The “Tobacco Products and Electronic Delivery Systems Control Bill” aims to “reduce the incidence of tobacco-related illness, disability and death”, however given the harsh restrictions it imposes on safer nicotine alternatives, it will do the exact opposite of what it aims to do.
South Arica’s controversial “Tobacco Products and Electronic Delivery Systems Control Bill“, has ignited significant public backlash due to its proposed prohibitions, price hikes, and harsh penalties. The bill aims to ban the display of tobacco and vape products in retail settings, including in specialty tobacco stores. It brings about substantial price increases for cigarettes, as well as for safer nicotine alternatives and sets a new sin tax on all nicotine products.

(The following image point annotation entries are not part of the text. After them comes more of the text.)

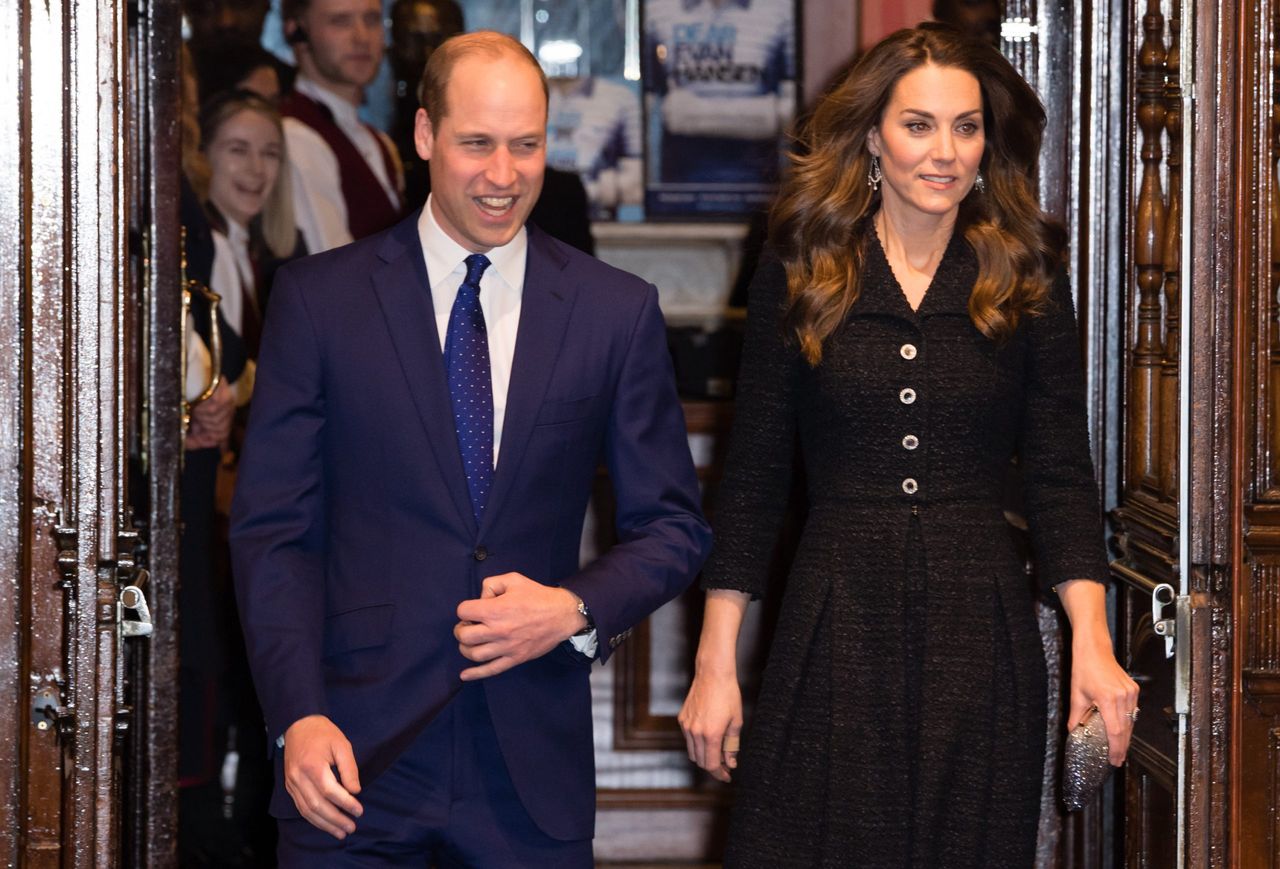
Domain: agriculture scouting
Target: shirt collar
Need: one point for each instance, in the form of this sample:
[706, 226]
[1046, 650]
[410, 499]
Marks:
[342, 110]
[237, 233]
[443, 255]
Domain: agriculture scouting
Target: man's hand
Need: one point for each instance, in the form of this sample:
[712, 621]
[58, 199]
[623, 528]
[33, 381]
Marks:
[515, 620]
[211, 419]
[312, 748]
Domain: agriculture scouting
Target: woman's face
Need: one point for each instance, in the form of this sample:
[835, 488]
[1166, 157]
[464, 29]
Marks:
[929, 141]
[245, 159]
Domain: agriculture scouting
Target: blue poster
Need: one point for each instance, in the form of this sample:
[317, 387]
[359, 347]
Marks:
[720, 94]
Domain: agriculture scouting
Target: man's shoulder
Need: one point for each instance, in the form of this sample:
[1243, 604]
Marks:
[595, 274]
[305, 143]
[346, 266]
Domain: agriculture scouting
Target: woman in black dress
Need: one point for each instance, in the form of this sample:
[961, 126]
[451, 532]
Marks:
[912, 334]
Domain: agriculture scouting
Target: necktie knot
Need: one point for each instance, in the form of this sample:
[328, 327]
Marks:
[476, 264]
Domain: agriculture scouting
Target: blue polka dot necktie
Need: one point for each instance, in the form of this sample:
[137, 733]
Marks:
[466, 360]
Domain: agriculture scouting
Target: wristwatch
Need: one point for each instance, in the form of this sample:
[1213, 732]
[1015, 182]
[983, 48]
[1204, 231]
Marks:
[586, 614]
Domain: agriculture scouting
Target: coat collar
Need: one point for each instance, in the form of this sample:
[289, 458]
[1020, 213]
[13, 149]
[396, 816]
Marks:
[947, 294]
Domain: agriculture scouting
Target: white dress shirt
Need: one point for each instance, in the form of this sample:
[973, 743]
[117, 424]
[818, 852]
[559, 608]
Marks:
[501, 289]
[319, 206]
[231, 274]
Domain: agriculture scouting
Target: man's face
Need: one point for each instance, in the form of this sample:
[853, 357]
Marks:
[488, 152]
[344, 42]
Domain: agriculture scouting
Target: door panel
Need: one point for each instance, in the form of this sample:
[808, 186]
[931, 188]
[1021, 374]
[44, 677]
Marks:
[68, 332]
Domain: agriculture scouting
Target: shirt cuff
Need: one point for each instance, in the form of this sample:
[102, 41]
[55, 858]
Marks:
[586, 644]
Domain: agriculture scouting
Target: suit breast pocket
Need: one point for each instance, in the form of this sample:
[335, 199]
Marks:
[558, 412]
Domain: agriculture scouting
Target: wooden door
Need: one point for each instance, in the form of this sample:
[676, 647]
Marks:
[83, 426]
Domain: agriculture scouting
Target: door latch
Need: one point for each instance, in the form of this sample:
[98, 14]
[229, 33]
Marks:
[1164, 595]
[48, 712]
[133, 599]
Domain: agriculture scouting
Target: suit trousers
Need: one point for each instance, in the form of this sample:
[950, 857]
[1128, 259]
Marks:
[447, 801]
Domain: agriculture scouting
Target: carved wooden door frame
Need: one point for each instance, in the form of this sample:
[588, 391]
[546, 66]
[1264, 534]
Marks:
[88, 402]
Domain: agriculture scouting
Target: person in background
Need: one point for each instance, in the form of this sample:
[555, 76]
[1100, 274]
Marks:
[417, 28]
[240, 21]
[236, 65]
[910, 333]
[236, 22]
[206, 837]
[251, 210]
[347, 178]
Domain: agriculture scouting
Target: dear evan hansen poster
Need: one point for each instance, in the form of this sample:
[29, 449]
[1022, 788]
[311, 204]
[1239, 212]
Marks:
[720, 94]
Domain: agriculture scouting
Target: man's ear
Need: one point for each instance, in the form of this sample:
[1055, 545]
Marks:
[424, 137]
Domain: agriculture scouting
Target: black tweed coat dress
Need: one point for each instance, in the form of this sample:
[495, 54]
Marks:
[903, 709]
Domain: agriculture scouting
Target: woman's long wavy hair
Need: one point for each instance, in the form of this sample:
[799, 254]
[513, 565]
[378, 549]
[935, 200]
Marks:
[822, 210]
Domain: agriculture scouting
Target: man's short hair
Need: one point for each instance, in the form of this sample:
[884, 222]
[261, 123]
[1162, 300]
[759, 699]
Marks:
[439, 68]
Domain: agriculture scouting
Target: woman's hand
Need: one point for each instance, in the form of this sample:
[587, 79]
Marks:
[1097, 678]
[712, 721]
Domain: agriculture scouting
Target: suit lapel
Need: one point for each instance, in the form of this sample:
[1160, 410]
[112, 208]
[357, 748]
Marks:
[544, 310]
[405, 296]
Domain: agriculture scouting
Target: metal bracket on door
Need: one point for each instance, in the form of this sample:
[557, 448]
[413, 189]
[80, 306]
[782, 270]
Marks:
[131, 577]
[1018, 30]
[1176, 632]
[1164, 595]
[48, 712]
[132, 598]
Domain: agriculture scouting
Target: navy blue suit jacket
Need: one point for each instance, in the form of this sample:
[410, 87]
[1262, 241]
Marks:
[352, 533]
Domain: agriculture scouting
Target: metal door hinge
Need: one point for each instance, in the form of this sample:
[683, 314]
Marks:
[49, 713]
[131, 577]
[1018, 30]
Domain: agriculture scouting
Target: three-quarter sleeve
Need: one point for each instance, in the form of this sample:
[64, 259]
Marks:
[1061, 495]
[752, 503]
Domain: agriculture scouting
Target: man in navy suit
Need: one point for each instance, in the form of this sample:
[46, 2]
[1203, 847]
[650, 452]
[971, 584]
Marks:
[430, 410]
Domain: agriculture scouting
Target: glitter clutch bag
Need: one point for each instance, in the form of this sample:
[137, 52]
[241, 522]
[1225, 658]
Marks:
[1084, 760]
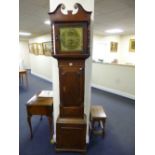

Tobacco harm reduction (THR) experts have incessantly argued that the bill unfairly lumps electronic delivery systems, including vapes, with traditional tobacco, hindering harm reduction efforts. Vape advocates, such as Tshepo Ranko and Dr. Kgosi Letlape, express concerns over this approach, emphasizing the ethical responsibility to provide information on harm reduction products to smokers seeking safer alternatives. As the president of the African Harm Reduction Alliance, Letlape worries that the bill marginalizes nicotine users, including those who have chosen vaping as a safer alternative to cigarettes.